I glossed over how companies have approached solving this problem, but will address some of that here. There have been a lot of solutions, far more than I would want to get into on this post. Pandora may be the most logical and elegant so far - use known music to find new. It also lends itself to emerging artists something like 70%, but only 60,000 artists are present in the database and it is internet radio (which I'm not fond of). That said, it certainly has done well - an average of 2.3MM unqiue views per month according to Compete. Last.fm has also done well, albeit by using genre and social networking groups (average of 1.8MM unique visitors). (I'm not sure what percent of music on Last.fm is independent. Anyone know?)
These two sites have really caught people's attention and they should be proud of that (graph to the right), but they are not alone by any means. There are others out there trying to solve these problems too. Owl Multimedia is a really cool idea, but I'm honestly not yet convinced it works - it hasn't worked for me...yet. It also appears that I may not be the only one to think this, because so far it hasn't caught on (3,222 average unique visitors/month) according to Compete.
Then there are the hosting sites for independent artists. Of those that I've looked at Reverbnation does slightly better than Virb according to Compete (220K vs. 169K unique visitors/month average).

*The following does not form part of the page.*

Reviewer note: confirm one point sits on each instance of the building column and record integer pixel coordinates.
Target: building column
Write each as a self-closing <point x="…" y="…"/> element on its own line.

Fuzz comes in a distant third with 11.7K.
The disparity in these numbers (successful modestly indpendent music search sites (Pandora) vs. mostly independent music hosting sites (Reverbnation, etc.) speaks volumes I think. It indicates that I'm not alone when I become frustrated scouring the sites for songs as a listener. When using Reverbnation, Virb, or Fuzz one resorts to the typical formulas: genre, band location, newness, and that popularity contest that I hated in high school. As an artist, one does all that one can do to get noticed - cool names, cool pics, but ultimately can only hope that the right people find one's tune, and as a former colleague of mine often said, "Hope is not a strategy". Truth be told, I've got original tunes posted on all three of these sites, and I'm really hoping that these tunes get noticed. The odds are against getting noticed by the right people randomly though...and that brings us right back to where we were when we started - we still have the problems.